Бушует пламя, трубят трубы,
И кони рыжие летят,
Потом волнующие губы
О счастье, кажется, твердят.
И вот опять восторг и горе,
Опять, как прежде, как всегда,
Седою гривой машет море,
Встают пустыни, города.
Когда же наконец, восставши
От сна, я буду снова я, --
Простой индиец, задремавший
В священный вечер у ручья?
Цеховых ремесленников "синдик" научал поэтическому мастерству,
но его искусство не было ограничено книжной мудростью поэтики. Как диалектик,
живо воспринимающий смысл вещей, он распахивал их души навстречу жадным
взорам учеников. И не навязывая свой выбор никому, слагая стихи, он слагал
саму жизнь.
":Помню ночь у меня на Серпуховской, где в зимы 19-го, 20-го и
21-го годов и Гумилёв, и многие другие поэты бывали очень часто. -- В 1926
году поведал миру молодой писатель-петербуржец Николай Авдеевич Оцуп. --
Глухо долетают издали пушечные выстрелы (ночь наступления на Кронштадт).

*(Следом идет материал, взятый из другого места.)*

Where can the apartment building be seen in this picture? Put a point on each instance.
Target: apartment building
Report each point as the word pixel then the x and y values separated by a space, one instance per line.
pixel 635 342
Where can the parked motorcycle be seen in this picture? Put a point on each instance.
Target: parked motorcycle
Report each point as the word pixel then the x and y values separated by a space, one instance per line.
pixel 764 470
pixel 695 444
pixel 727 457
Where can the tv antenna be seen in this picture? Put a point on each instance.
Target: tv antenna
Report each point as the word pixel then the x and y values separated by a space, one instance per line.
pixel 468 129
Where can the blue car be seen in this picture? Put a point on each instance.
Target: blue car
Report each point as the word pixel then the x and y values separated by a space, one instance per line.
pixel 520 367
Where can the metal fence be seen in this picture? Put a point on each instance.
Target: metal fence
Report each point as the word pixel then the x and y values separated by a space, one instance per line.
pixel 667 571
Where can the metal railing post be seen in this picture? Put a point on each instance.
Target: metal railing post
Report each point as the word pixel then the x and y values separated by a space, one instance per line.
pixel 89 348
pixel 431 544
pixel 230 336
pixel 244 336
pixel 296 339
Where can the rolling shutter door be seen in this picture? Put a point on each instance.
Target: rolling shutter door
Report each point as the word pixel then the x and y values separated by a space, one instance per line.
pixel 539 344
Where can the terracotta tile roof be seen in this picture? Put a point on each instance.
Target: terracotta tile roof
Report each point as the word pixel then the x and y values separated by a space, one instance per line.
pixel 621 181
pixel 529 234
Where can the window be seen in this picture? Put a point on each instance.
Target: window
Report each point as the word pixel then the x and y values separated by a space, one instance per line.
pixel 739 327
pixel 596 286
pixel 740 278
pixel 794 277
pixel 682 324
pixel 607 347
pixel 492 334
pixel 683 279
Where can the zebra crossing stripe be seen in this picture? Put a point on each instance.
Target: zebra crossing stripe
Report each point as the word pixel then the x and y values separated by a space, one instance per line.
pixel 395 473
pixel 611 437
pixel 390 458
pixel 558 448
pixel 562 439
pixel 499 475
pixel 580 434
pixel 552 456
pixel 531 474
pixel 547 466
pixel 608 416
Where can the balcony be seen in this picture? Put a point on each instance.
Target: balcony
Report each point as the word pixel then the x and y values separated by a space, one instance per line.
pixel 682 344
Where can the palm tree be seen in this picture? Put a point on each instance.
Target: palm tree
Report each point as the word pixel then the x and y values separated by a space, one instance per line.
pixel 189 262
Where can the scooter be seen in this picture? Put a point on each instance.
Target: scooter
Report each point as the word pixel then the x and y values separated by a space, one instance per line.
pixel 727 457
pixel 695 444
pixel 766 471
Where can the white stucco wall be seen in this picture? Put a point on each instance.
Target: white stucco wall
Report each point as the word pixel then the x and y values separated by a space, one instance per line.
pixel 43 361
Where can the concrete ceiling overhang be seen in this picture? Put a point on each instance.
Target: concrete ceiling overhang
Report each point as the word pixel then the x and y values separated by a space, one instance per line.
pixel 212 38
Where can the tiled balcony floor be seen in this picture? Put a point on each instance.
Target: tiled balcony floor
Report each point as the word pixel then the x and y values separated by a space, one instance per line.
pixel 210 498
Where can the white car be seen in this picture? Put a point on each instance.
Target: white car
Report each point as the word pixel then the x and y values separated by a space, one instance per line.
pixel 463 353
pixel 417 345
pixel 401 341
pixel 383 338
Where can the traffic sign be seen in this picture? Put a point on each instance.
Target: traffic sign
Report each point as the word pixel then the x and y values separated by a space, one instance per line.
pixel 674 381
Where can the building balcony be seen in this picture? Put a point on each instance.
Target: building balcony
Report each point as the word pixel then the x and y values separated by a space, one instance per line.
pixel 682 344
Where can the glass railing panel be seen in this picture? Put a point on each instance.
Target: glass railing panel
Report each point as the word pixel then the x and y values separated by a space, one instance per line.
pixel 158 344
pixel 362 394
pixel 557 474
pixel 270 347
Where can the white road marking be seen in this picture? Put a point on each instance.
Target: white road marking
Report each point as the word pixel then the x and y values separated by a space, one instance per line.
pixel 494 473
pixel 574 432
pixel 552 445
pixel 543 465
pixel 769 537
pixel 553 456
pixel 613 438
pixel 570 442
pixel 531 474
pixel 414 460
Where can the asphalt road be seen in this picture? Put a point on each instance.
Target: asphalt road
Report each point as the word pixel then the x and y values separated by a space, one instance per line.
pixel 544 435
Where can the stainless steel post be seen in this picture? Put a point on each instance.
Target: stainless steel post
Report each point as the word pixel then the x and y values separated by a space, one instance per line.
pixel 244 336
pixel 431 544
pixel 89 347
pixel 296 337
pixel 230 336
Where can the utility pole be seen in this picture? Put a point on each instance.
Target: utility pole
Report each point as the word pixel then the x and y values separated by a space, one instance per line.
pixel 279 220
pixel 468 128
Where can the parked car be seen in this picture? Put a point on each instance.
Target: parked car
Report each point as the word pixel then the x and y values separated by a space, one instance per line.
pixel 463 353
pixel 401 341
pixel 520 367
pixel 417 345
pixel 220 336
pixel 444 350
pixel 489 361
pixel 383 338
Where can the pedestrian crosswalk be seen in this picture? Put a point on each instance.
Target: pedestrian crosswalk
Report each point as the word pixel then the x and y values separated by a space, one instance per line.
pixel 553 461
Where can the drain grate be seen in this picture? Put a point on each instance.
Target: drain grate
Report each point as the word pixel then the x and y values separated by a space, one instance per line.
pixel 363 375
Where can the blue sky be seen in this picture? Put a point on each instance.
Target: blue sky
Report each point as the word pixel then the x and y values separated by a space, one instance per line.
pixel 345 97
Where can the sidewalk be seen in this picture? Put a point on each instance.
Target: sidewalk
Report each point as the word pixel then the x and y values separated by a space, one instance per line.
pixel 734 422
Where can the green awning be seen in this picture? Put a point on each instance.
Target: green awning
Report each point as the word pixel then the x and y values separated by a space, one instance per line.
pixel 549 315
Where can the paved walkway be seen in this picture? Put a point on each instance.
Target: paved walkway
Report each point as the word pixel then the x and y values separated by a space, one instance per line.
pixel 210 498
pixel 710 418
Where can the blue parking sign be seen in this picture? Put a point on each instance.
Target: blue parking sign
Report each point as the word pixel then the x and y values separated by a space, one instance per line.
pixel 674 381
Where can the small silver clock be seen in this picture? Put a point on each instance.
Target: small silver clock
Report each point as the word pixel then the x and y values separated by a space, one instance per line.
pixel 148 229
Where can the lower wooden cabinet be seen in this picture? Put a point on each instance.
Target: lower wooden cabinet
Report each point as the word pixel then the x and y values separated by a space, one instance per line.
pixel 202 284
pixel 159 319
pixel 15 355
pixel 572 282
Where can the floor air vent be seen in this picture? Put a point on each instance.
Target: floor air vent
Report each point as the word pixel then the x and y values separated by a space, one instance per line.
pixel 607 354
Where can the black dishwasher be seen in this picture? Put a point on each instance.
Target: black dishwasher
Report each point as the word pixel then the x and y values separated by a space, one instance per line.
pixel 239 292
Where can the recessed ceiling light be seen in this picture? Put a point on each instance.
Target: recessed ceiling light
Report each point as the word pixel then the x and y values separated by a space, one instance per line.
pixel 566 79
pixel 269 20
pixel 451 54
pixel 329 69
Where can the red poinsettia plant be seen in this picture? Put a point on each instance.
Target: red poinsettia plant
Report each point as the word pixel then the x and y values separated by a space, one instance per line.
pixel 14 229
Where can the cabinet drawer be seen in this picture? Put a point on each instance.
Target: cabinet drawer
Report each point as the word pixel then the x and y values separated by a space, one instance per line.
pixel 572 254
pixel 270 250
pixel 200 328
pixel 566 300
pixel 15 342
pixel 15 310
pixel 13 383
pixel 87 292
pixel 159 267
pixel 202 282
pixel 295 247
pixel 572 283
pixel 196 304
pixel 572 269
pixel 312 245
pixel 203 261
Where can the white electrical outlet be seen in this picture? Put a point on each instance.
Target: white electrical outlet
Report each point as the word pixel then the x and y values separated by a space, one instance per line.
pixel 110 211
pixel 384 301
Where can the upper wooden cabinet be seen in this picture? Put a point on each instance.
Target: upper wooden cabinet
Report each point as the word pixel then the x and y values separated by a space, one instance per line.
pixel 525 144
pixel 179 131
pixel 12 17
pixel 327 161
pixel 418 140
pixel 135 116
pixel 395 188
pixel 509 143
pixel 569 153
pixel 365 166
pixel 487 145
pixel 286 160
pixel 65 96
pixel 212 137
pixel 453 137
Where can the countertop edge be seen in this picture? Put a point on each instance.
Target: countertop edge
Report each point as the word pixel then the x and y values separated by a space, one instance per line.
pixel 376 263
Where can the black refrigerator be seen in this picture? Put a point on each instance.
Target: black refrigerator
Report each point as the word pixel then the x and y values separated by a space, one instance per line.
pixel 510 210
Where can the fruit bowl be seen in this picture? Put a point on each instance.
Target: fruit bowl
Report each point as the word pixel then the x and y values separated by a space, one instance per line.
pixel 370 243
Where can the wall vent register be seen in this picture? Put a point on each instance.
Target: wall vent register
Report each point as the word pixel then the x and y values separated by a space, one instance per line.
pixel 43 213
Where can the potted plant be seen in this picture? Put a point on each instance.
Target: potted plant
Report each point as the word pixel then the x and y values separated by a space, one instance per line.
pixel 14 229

Гумилёв сидит на ковре, озарённый пламенем печки, я против него тоже на
ковре. В доме все спят. Мы стараемся не говорить о происходящем -- было
что-то трагически обречённое в кронштадском движении, как в сопротивлении
юнкеров в октябре 1917 года.
Стараемся говорить и говорим об искусстве.
-- Я вожусь с малодаровитой молодёжью, -- отвечает мне Гумилёв, --
не потому, что хочу сделать их поэтами. Это конечно немыслимо -- поэтами
рождаются, -- я хочу помочь им по человечеству. Разве стихи не облегчают,
как будто сбросил с себя что-то. Надо, чтобы все могли лечить себя писанием
стихов...
Гумилёв не боялся смерти. В стихах он не раз благословлял смерть в
бою. Его угнетала лишь расправа с безоружными.
Помню жестокие дни после кронштадского восстания.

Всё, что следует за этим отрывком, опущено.